Admettons que ce soit le cas et que dans 100 ans, l’humanité disparaisse, ou même la majeure partie de la vie sur terre à cause de nous.
Bon ben du point de vue de gaïa, de la nature, ça lui fera une belle jambe.
En gros, je ne suis même pas sûr qu’elle se rende compte de notre présence, et oui, même avec le réchauffement. Pas plus que nous on ne se rends compte de la radioactivité qui nous traverse et peut nous tuer.
A une époque le top du top sur la planète c’était les eukariotes, puis une autre époque ce fût les dinosaures, et il y a eu plein d’époques comme ça qui ont laissé place à d’autres choses.
La seule chose avec laquelle je suis en désaccord avec Tchak en dernière instance, c’est que je récuse qu’on prête des intentions humaines à la nature comme on le faisait pour Dieu à une autre époque. Gaïa, oui pourquoi pas, mais ni bienveillante, ni sage, ni équilibrée ou je ne sais quoi qui n’est qu’une projection de notre humanité sur un truc qui n’est PAS humain. (je n’ai pas dit "pas conscient", "pas vivant")...
Les "équilibres" de gaïa ou je ne sais quoi, c’est du baratin écolo post-moderne (hériter de l’humanisme, héritier du christianisme, héritier du pré-dualisme platonicien ... bref) qui au lieu de traduire une angoisse (que je partage) la projette sur des "forces supérieures".

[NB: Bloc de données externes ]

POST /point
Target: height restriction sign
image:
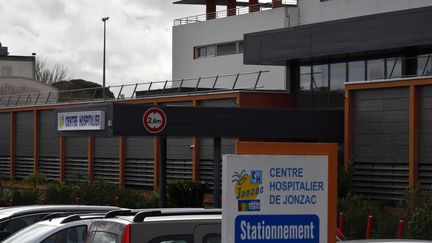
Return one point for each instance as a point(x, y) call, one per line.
point(154, 120)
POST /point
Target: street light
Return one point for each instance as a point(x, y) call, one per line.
point(103, 77)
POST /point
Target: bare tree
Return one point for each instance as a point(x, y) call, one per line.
point(50, 74)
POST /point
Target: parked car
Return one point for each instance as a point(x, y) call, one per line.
point(72, 228)
point(162, 225)
point(15, 218)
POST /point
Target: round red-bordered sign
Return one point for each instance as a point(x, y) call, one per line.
point(154, 120)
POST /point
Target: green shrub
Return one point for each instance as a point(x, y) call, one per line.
point(357, 210)
point(186, 193)
point(420, 222)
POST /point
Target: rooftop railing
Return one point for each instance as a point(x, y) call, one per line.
point(230, 12)
point(240, 81)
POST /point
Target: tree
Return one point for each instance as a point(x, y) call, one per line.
point(79, 89)
point(50, 74)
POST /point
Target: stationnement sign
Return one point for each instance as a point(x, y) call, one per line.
point(154, 120)
point(275, 198)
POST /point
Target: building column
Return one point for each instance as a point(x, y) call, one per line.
point(211, 9)
point(90, 158)
point(122, 161)
point(12, 146)
point(254, 6)
point(231, 7)
point(35, 141)
point(276, 3)
point(413, 137)
point(195, 153)
point(62, 158)
point(156, 162)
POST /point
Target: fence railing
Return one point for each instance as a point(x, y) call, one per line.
point(239, 81)
point(231, 12)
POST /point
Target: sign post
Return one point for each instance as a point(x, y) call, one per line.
point(278, 198)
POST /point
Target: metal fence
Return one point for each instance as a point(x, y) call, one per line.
point(229, 12)
point(239, 81)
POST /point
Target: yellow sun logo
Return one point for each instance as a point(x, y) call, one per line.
point(243, 188)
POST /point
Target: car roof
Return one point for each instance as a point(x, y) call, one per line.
point(163, 214)
point(386, 241)
point(24, 210)
point(72, 218)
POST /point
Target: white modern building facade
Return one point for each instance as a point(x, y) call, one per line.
point(211, 44)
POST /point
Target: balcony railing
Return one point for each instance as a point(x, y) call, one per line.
point(231, 12)
point(239, 81)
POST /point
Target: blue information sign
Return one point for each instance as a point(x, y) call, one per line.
point(277, 228)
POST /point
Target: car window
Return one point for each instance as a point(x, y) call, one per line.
point(29, 234)
point(16, 224)
point(103, 237)
point(172, 239)
point(75, 234)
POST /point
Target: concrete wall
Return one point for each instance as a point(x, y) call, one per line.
point(186, 37)
point(313, 11)
point(22, 69)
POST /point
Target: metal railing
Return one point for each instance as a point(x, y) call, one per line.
point(230, 12)
point(239, 81)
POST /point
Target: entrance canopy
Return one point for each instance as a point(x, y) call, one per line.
point(325, 125)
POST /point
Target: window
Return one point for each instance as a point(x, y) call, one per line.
point(205, 51)
point(226, 49)
point(221, 49)
point(101, 236)
point(241, 47)
point(394, 67)
point(337, 76)
point(424, 65)
point(356, 71)
point(320, 77)
point(305, 78)
point(70, 235)
point(173, 239)
point(375, 69)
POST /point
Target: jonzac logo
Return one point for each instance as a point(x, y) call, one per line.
point(247, 188)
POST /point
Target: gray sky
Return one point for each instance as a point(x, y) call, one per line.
point(70, 32)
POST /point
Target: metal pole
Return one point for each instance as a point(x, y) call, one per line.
point(217, 172)
point(103, 71)
point(162, 171)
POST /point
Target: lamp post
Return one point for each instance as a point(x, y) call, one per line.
point(103, 77)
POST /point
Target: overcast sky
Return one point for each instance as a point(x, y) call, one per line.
point(70, 32)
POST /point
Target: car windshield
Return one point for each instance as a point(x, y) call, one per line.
point(29, 234)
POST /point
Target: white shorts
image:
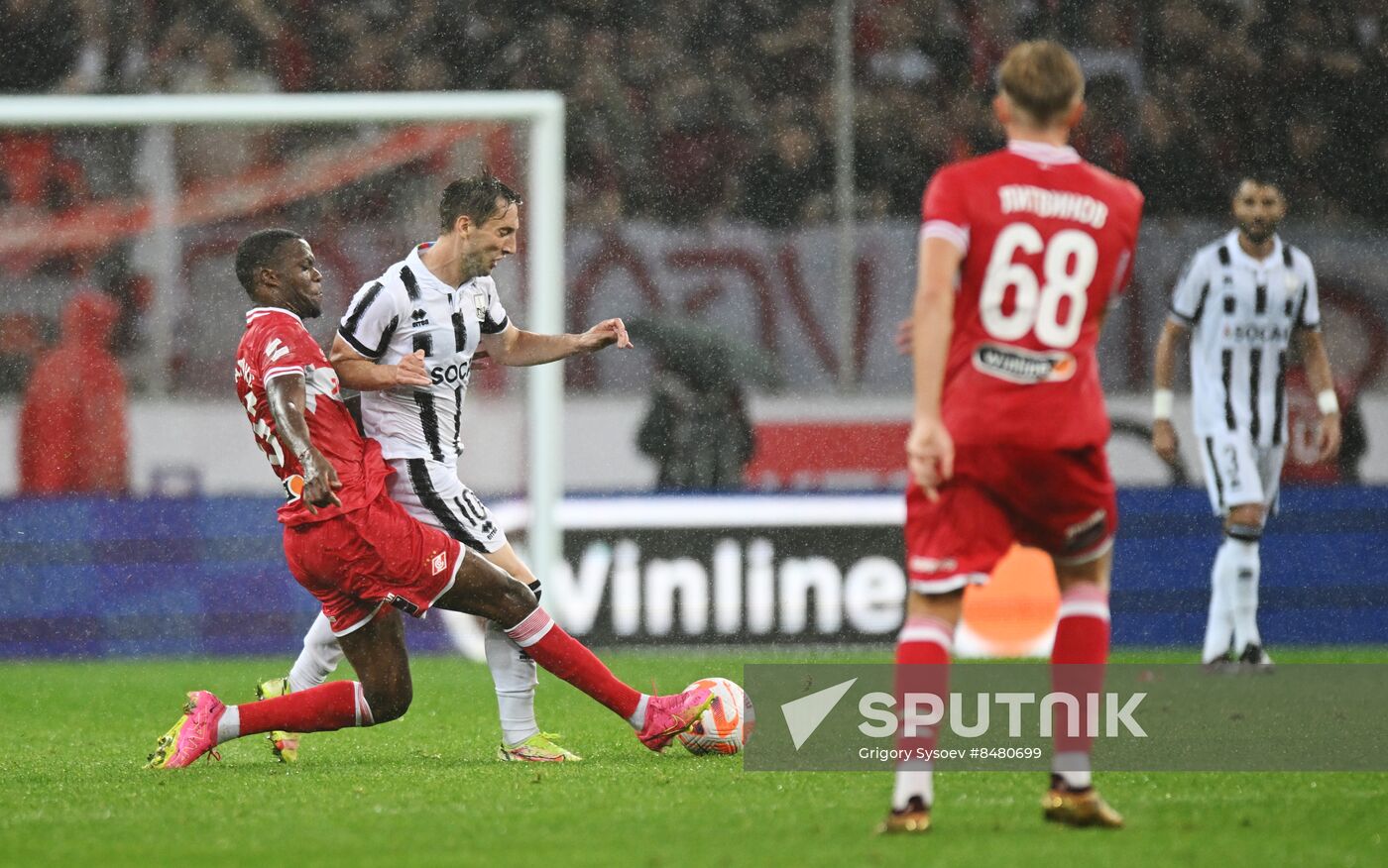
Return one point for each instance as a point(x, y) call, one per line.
point(432, 492)
point(1238, 472)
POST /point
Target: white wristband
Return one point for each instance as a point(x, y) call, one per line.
point(1162, 402)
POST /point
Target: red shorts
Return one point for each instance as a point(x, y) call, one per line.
point(357, 562)
point(1061, 502)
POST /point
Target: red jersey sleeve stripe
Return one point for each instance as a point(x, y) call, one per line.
point(950, 232)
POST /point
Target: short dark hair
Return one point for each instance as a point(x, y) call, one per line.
point(259, 250)
point(1263, 176)
point(475, 197)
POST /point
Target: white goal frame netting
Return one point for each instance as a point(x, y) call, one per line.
point(541, 113)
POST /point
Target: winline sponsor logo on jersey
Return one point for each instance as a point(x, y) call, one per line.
point(1026, 367)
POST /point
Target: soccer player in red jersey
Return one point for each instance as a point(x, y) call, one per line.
point(360, 552)
point(1020, 254)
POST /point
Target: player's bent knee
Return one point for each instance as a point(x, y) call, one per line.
point(1245, 523)
point(389, 704)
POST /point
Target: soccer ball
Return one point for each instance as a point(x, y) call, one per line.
point(728, 722)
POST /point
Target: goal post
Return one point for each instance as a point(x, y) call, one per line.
point(543, 115)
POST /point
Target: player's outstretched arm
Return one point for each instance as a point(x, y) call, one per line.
point(929, 445)
point(287, 402)
point(1163, 371)
point(520, 348)
point(1322, 382)
point(356, 371)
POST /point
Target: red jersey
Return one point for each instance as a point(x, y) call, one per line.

C’est analogue au théisme chrétien et je combat ce théïsme parce qu’il ne peut que nous mener à la catastrophe justement, parce qu’il ne décrit pas le réel, et qu’il nous empêche donc de résoudre la situation de manière "coopérative".
Les Dieux ne sont pas sages.
L’idée d’un Dieu humain sage (Jésus) est une hérésie, une faute de l’esprit.
Il y a des forces de la nature, et, qu’elles soient vivantes ou non, conscientes ou non, ce sont des "forces", pas des sages bienveilants qui cherchent l’équilibre ou l’harmonie ou à satisfaire je ne sais quel fantasme océanique très humain.
C’est au fond, ma seule critique, certes recurrente/redondante.
Oui, le christianisme et le catholicisme en particulier est lourdement fautif au regard de l’histoire sur cette question précise. Les dégâts qu’il a fait son énormissimes et pour moi, le peu de bien qu’il aurait pu faire ne compense pas. Et même si c’était le cas, il n’y a RIEN dans le christianisme et ses dérivés humanistes ou post-modernistes qui puissent nous aider à éviter la catastrophe, que personnellement, je redoute parce que je suis un humain, justement.